Background
The ability to accurately detect and track objects in 3D space has long been an important capability in several fields from sports science to robotics. Historically, marker-based motion capture has served as the gold standard for tracking systems; however, their reliance on physical infrared markers that are placed on the object are a significant limitation. A key aim of this research was to investigate methods of generalized multi-view object tracking using opportunistic features. In addition, we sought to explore methods of dense object reconstruction using a hand-held camera system with the aim of creating high-quality object meshes directly from video.
Approach
The primary tracking approach investigated in this project featured a multi-stage pipeline using synchronized RGB images from multiple cameras to locate and track a rigid-body object by leveraging opportunistic features. The pipeline first allows the user to select the desired target object. Next, the system generates an initial segmentation mask and solves for visual correspondences between each view, establishing an initial 3D location of the tracked object. Following initialization, the system leverages the same method of solving for visual correspondences to match between successive frames, allowing the system to estimate the motion of the object between frames and solve for its new position. Additionally, we developed a method of dense object reconstruction using a standard stereo camera which leveraged the truncated signed distance function (TSDF) to represent the object geometry. To evaluate our approaches, we created a robust dataset of object movements using multiple marker-based motion capture systems. These movements included scenarios with solely object movement (balls) as well as human-object interaction (baseball bats). Figure 1 highlights a sample of the human-object interaction data captured during the project along with overlays to demonstrate tracking performance.

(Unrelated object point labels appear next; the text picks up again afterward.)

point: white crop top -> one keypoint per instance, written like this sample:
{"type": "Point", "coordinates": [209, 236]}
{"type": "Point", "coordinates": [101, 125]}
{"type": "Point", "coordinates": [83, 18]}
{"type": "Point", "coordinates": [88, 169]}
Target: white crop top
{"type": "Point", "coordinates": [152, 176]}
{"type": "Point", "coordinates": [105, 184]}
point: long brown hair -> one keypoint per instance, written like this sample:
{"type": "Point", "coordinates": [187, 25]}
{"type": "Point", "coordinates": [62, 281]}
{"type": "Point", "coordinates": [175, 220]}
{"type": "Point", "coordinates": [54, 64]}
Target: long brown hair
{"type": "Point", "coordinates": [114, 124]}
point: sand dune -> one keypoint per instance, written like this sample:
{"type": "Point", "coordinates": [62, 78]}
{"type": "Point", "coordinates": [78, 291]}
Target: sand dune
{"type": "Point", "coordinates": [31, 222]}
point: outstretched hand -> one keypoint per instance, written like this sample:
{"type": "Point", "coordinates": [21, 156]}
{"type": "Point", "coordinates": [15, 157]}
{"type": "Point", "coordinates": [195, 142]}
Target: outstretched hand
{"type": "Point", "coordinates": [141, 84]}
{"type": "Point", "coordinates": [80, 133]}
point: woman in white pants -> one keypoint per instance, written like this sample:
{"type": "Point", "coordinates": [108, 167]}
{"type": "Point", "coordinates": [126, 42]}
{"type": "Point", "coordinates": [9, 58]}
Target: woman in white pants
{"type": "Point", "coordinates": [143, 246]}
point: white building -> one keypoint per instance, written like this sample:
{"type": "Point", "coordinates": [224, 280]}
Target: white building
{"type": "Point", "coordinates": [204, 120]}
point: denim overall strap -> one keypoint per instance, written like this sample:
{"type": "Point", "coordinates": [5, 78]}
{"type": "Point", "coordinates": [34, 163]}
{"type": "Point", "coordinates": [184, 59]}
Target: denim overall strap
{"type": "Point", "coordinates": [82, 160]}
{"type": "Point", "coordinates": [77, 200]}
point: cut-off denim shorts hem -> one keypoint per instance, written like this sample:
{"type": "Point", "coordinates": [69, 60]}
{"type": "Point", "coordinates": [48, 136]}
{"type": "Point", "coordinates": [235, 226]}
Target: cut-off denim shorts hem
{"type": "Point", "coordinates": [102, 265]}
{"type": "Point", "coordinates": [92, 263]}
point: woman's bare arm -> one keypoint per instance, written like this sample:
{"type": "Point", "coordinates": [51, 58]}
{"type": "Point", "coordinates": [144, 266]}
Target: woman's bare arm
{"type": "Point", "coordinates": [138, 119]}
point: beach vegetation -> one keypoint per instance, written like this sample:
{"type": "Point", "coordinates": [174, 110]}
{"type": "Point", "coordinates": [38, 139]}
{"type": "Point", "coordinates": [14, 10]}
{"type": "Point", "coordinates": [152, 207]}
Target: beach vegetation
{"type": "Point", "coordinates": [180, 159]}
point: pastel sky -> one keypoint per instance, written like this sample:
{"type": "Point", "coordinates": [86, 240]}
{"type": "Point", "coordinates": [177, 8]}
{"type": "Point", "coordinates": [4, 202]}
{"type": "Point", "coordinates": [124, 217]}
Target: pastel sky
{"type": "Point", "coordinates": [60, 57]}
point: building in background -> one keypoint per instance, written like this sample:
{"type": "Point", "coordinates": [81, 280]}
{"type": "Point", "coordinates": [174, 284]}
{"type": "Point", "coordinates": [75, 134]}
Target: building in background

Figure 1: Baseball bat tracking example.
Accomplishments
Over the course of this IR&D project, we constructed a data capture pipeline leveraging multiple motion capture systems and collected a comprehensive dataset of object motion. Furthermore, we developed a robust 3D object tracking pipeline which produces accurate 3D object trajectories and supports a variety of object types. Figure 2 compares the baseball bat trajectory generated by our 3D tracking pipeline with the ground-truth trajectory obtained using a traditional motion capture system. While further work will explore expanding this approach to provide full 6 degree-of-freedom (DOF) object poses, this effort represents a significant advancement in object tracking research.

Figure 2: Bat tracking performance comparison.